Last edited: May 6, 2015
3. May 6, 2015

### davidbenari

Im just proud of my result so I'm gonna post it, hoping that someone will tell me if its wrong right or too complicated and can be simplified...

The integral $\int_{0}^{a} J1(\frac{Km1}{a}r)*r^2dr$ can be solved using the recursion relation $\frac{d}{dx}[x^2J2(x)]=x^2J1(x)$. Wit this you obtain, after some manipulation:

$r^2 J1(\frac{Km1}{a}r)=\frac{a}{Km1}\frac{d}{dr}[r^2J2(\frac{Km1}{a}r)]$

If this is substituted in the integral you'll get that the integral is equivalent to $\frac{a}{Km1}\int_{0}^{a}\frac{d}{dr}[r^2 J2(\frac{Km2 r}{a})]dr = \frac{a^3}{Km1}J2(km1)$

And therefore substituting this into the previous post one gets that

$Am1=\frac{200a}{Km1}$

This result looks so simple and familiar that I'm worrying that I could've done things simpler...

Any ideas?

4. May 6, 2015

### davidbenari

The final distribution $f(r,\theta,t)=\sum_{m=1}^{\infty}\frac{200a}{Km1}J_1(\frac{Km1}{a}r)cos\theta e^{\alpha^2 \frac{Km1}{a^2}t}$

5. May 6, 2015

### Zondrina

I haven't written all the calculations out, but looking over your work it all seems okay.

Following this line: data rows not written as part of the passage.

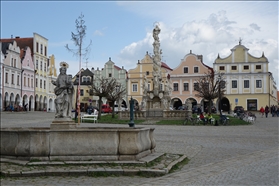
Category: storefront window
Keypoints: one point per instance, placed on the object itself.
(252, 104)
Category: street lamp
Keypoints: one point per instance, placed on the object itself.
(77, 83)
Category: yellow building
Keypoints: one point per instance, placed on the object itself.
(136, 77)
(249, 82)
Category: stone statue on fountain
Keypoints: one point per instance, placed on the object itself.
(64, 93)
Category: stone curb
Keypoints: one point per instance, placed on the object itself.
(88, 171)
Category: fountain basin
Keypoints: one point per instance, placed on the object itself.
(77, 144)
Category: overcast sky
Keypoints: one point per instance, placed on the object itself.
(123, 30)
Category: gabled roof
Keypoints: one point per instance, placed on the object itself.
(21, 42)
(165, 66)
(5, 47)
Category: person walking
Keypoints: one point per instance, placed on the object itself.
(266, 110)
(262, 111)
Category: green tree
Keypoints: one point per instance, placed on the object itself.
(211, 86)
(78, 39)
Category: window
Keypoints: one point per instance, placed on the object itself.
(13, 76)
(45, 51)
(41, 48)
(186, 87)
(37, 47)
(175, 87)
(234, 84)
(196, 69)
(196, 86)
(17, 79)
(246, 83)
(7, 80)
(135, 87)
(258, 67)
(221, 67)
(185, 69)
(258, 83)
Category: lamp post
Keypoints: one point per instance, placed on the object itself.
(76, 111)
(132, 123)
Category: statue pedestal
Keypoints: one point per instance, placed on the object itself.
(63, 123)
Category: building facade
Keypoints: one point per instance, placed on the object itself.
(110, 70)
(11, 75)
(248, 80)
(27, 78)
(39, 49)
(136, 76)
(183, 79)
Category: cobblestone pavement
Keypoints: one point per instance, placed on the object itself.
(219, 155)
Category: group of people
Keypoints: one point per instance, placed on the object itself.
(274, 110)
(206, 118)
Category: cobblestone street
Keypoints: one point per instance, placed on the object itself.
(219, 155)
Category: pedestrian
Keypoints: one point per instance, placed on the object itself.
(262, 111)
(266, 110)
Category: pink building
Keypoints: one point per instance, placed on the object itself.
(28, 78)
(183, 78)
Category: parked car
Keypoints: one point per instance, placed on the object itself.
(213, 109)
(238, 109)
(106, 108)
(117, 108)
(181, 108)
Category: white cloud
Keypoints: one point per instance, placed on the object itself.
(255, 27)
(98, 33)
(216, 34)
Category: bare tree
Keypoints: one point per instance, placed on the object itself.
(78, 39)
(101, 88)
(116, 94)
(210, 86)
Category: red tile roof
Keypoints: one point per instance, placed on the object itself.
(165, 66)
(21, 42)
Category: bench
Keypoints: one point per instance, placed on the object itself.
(89, 117)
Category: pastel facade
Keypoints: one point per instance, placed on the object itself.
(27, 78)
(136, 76)
(183, 78)
(111, 70)
(11, 74)
(39, 47)
(249, 82)
(1, 78)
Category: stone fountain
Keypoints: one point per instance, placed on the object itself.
(66, 141)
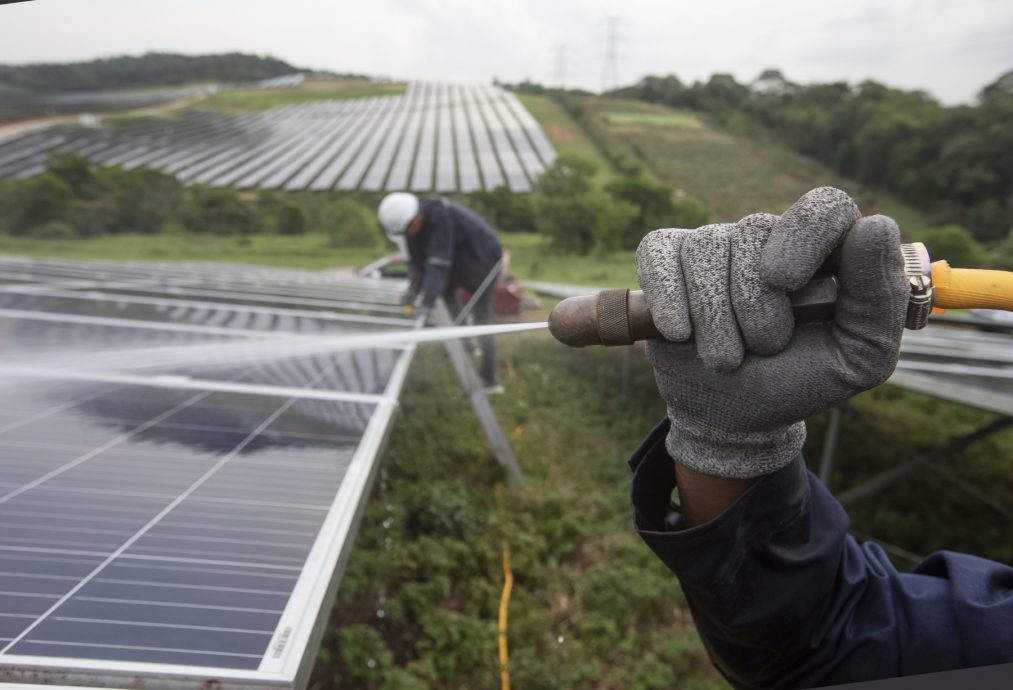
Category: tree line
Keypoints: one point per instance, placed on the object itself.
(152, 69)
(77, 199)
(955, 162)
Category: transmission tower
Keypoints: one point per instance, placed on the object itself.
(610, 69)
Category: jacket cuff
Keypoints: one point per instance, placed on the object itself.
(776, 500)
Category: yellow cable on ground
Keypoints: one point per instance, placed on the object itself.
(503, 603)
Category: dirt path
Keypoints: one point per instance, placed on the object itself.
(23, 126)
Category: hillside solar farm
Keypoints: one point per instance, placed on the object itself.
(435, 137)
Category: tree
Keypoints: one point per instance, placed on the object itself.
(219, 212)
(291, 220)
(348, 224)
(32, 203)
(954, 244)
(505, 210)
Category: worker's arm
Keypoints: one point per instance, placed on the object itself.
(439, 229)
(783, 597)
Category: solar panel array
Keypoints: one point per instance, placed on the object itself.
(183, 454)
(435, 137)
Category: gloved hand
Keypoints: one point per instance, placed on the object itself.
(737, 394)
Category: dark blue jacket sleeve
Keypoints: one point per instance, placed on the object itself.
(439, 231)
(783, 597)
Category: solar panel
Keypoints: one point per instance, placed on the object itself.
(182, 470)
(435, 137)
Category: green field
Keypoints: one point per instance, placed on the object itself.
(674, 119)
(257, 100)
(733, 175)
(565, 135)
(313, 251)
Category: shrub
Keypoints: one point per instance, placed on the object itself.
(34, 202)
(291, 220)
(348, 224)
(582, 223)
(567, 175)
(219, 212)
(954, 244)
(689, 212)
(505, 210)
(54, 230)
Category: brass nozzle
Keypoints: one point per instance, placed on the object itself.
(614, 317)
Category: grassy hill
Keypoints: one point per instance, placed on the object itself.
(257, 100)
(734, 175)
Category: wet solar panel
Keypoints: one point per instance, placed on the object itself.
(172, 514)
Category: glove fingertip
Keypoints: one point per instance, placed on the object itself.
(805, 235)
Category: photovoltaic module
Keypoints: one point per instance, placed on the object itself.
(179, 475)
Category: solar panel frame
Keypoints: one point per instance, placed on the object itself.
(289, 650)
(438, 137)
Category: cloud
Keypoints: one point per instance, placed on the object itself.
(948, 49)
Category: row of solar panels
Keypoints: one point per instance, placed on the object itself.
(182, 461)
(436, 137)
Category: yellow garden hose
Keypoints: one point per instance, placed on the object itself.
(503, 604)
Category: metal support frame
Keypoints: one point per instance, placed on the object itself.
(891, 476)
(473, 387)
(830, 443)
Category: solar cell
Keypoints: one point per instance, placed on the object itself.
(446, 179)
(421, 178)
(516, 178)
(435, 137)
(466, 160)
(170, 518)
(484, 152)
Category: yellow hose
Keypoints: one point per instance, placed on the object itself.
(503, 603)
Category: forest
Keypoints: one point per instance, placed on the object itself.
(152, 69)
(956, 162)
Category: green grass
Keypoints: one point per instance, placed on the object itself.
(591, 606)
(676, 119)
(257, 100)
(564, 135)
(734, 175)
(312, 250)
(531, 258)
(429, 554)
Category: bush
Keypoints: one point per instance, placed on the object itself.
(32, 203)
(219, 212)
(505, 210)
(348, 224)
(54, 230)
(689, 212)
(582, 223)
(567, 175)
(291, 220)
(954, 244)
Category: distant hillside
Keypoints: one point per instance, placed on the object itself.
(153, 69)
(733, 175)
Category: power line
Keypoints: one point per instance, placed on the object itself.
(559, 66)
(610, 69)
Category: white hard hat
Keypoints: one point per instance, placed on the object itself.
(396, 211)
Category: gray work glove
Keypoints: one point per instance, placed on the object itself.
(737, 394)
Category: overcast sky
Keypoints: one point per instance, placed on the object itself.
(950, 49)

You mentioned the wrong Bessel identity, but you used the correct one when actually calculating the final result. I think you meant:

$$\frac{1}{\alpha} \frac{d}{dr} [r^{\nu} J_{\nu}(\alpha r)] = r^{\nu} J_{\nu - 1}(\alpha r)$$

Where $\alpha = \frac{k_{m1}}{a}$.

6. May 7, 2015

### davidbenari

my professor says in one of his notes that f=0 at the borders then this means your solution doesn't depend on $\theta$. Isn't this completely wrong?

7. May 7, 2015

### HallsofIvy

Staff Emeritus
If the function value is a constant at the circular boundary (not just 0) then the solution is independent of $\theta$.
In your original post you say
If there is "a temperature of 0 along the border" as a boundary condition, the initial temperature cannot be $100 r cos(\theta)$.

8. May 7, 2015

### davidbenari

I know this seems weird but it is what is accepted in my book (Boas mathematical physics) and in my class.

9. May 7, 2015

### davidbenari

10. May 7, 2015

### davidbenari

There you clearly have the same problem with discontinuity

11. May 7, 2015

### davidbenari

1. Find the steady-state temperature distribution in a metal plate 10 cm square if one side is held at 100◦ and the other three sides at 0◦. Find the temperature at the center of the plate.

This problem would also necessitate using discontinuity. The inferior side can have 100º then, when you hit the vertical wall, you'll get 0º suddenly.